The referendum—known as Question 1—would have erased all reference to the current 13-member panel from the state Constitution, opening the door for a legislative overhaul of how Nevada governs its eight colleges and universities.
Bipartisan lawmakers who supported the change believed it would be key to ensuring tighter institutional accountability in a system that has churned through chancellors and seen a slew of high-profile controversies in recent years—so much so that this was the second time the lawmakers put the measure before voters in recent years.
But opponents argued that directly electing board members shields the state’s higher education system from the heavy politicization of legislative appointment and protects academic freedom. And both times voters rejected the amendment, this time by a more significant 11-percentage-point margin.
Nevada will remain one of 28 states with a single administrative board overseeing all of public higher ed—and the only one that elects its members.

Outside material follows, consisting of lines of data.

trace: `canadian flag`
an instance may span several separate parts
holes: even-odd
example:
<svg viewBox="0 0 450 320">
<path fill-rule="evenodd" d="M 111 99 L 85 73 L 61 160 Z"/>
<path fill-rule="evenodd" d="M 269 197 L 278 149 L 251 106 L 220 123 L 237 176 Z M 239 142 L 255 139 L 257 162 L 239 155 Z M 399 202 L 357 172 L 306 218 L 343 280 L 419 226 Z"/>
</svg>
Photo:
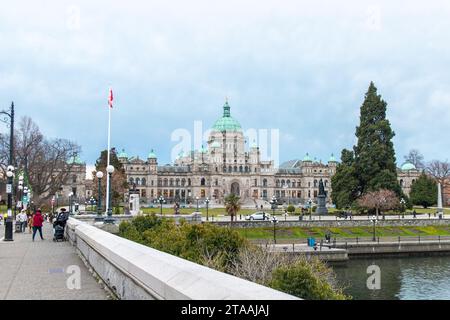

Current regents who led the campaign to oppose Question 1 feared that allowing the Legislature or governor to appoint all board members could lead to scenarios like what happened under Governor Ron DeSantis in Florida, where entire university departments were eliminated as a result of culture wars.
“The very reason why the Board of Regents are in the Constitution in the first place is because education doesn’t need to swing with the political pendulum,” board member Laura Perkins said in October, adding that she wasn’t speaking as a representative of the panel. “Education needs to have shared governance, not complete autonomy, but enough so that we don’t politicize education.”
The majority of Nevada voters clearly agreed.
More Money for Colleges
Inside Higher Ed has also been tracking three key state bond issues and one constitutional amendment, all of which are all on track to pass and will provide more resources to higher education institutions in California, New Mexico, Rhode Island and Utah.
New Mexico’s $230 million bond will go toward capital improvements across higher education institutions, but it help the state’s land-grant and flagship institutions most.
Biomedical science and cybersecurity programs in Rhode Island will benefit from a $160.5 million measure. Supporters said the programs to which funds will be allocated will produce nearly 8,500 openings in good-paying jobs and will lead to economic prosperity and better health outcomes.
And even though only 53 percent of the votes had been counted in California by Wednesday evening, so far the majority of voters (57 percent) in the historically blue state have backed a referendum that would authorize $10 billion in bonds to build or repair K-12 schools and community colleges.
In Utah, voters did not have to decide if borrowing was the best solution to gain extra funds for higher ed. Rather, they elected to increase the limit on annual distributions from an endowment known as the State School Fund from 4 percent to 5 percent—boosting appropriations for Utah public schools, colleges and universities at no cost in taxes. The measure received overwhelming support at 70 percent.
Community colleges in Arizona also scored a win as voters increased a spending cap on higher education in Maricopa County. The community college district, one of the largest in the nation, was facing an uncommon bind—it had more money than it could legally spend. But the passage of Proposition 486 will implement a new permanent spending equation that will allow the district to spend double its previous $451 million limit.